Table 1 Empirical sizes and powers: the “m-perm” indicates the Bonferroni test along with smaller dimension, “two-s” implies the two-stage additive test having the Bonferroni correction at each stage, “lrt” indicates the LRT under normality given by Mitchell et al. (2006), and “rst” presents the RST

Full size table

Table 2 The case of $p=4,q=3$: “p-perm” and “q-perm” denote empirical powers using row-wise and column-wise permutation, respectively

Full size table

Table 1 first shows that the proposed permutation based procedures work better than both the LRT with the approximation in (3) and RST in controlling the size at the aimed level 0.05. The sizes of both the LRT with (3) and RST become larger than s0.05 when the underlying distribution has heavier tails (e.g. the t-distribution with smaller degrees of freedom). In addition, when the data are from an asymmetric distribution (e.g. the chi-square distribution), the same type of upward bias occurs in the size.

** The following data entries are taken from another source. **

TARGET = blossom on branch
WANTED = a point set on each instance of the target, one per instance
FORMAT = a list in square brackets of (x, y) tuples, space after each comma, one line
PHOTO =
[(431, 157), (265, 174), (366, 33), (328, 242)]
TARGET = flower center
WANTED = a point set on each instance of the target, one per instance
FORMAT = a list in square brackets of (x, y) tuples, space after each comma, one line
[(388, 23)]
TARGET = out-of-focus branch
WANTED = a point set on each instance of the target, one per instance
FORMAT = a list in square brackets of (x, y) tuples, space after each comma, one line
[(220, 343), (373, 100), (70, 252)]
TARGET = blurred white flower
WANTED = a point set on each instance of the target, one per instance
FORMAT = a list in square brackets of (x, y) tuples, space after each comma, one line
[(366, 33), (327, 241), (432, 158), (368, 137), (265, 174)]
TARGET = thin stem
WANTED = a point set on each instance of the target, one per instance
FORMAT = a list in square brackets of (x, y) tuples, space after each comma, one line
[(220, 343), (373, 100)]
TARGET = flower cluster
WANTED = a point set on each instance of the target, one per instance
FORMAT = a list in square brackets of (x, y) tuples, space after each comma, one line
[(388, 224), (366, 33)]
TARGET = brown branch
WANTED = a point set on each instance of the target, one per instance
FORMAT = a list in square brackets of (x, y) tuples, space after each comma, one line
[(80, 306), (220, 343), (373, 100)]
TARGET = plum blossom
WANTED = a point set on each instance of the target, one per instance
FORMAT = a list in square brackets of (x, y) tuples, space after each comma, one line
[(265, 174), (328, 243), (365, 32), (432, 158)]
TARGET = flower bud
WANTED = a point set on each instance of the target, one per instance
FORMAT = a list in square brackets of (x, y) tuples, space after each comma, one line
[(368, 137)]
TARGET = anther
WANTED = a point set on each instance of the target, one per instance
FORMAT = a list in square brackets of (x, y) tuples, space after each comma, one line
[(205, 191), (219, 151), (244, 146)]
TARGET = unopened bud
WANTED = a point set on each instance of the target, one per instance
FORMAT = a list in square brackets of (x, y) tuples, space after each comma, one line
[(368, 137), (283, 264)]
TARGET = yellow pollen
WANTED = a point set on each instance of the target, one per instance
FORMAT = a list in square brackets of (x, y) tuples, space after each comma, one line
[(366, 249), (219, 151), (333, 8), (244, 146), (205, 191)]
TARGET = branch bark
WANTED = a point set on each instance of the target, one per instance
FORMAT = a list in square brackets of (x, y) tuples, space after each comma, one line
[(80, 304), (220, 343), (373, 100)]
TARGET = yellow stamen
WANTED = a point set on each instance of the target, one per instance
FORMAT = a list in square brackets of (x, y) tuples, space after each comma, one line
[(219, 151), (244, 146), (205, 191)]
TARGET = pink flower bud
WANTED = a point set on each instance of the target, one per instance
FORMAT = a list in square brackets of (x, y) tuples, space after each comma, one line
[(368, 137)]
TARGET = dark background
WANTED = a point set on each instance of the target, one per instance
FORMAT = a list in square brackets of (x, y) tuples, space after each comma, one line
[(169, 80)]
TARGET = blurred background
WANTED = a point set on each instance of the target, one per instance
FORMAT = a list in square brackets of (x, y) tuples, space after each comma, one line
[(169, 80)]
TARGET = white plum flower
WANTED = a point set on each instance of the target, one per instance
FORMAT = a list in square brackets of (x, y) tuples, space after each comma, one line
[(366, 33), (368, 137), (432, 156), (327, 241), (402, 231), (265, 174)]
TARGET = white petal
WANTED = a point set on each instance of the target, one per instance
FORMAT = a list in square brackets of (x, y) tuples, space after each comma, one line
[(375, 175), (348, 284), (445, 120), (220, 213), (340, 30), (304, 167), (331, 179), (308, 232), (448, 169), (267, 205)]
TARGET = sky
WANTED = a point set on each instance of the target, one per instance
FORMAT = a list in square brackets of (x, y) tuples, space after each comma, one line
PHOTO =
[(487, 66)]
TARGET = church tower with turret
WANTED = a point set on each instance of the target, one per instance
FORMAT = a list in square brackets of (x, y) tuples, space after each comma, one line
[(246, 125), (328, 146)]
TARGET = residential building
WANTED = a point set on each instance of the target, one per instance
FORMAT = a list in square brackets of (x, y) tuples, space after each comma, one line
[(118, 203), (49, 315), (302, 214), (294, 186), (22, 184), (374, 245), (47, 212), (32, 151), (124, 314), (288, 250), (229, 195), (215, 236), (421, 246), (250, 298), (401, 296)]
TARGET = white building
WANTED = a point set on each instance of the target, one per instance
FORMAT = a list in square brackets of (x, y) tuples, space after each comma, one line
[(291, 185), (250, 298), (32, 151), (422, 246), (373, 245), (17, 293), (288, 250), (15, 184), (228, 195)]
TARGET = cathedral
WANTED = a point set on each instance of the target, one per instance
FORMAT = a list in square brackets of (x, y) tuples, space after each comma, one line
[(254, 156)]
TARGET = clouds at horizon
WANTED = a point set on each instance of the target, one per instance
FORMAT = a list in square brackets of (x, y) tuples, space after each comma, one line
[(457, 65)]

Second, the performance of the m-perm depends on the permutation direction (either row-wise or column-wise) as well as the true covariance $\Sigma $. In both alternatives “A1” and “A2”, the covariance matrix of the column-wise selection (for example, $\mathbf{X}_{12}^{\mathrm{c}}$) is conjectured to be less separable than that of the row-wise selection (for example, $\mathbf{X}_{12}^{\mathrm{r}}$) and, thus, the choice of the column-wise permutation (the cases $p>q$) shows more power than the row-wise permutation. Table 2 reports the empirical powers (for the cases of $p=4$ and $q=3$) of the Bonferroni procedure (at level $\alpha $) based on the row-wise permutation together with those based on the column-wise permutation. This shows the Bonferroni test for sub-hypotheses along with the row-wise direction (p-perm) now has lower power than the column-wise permutation (q-perm); the p-perm often has lower power than both the size-corrected LRT and RST.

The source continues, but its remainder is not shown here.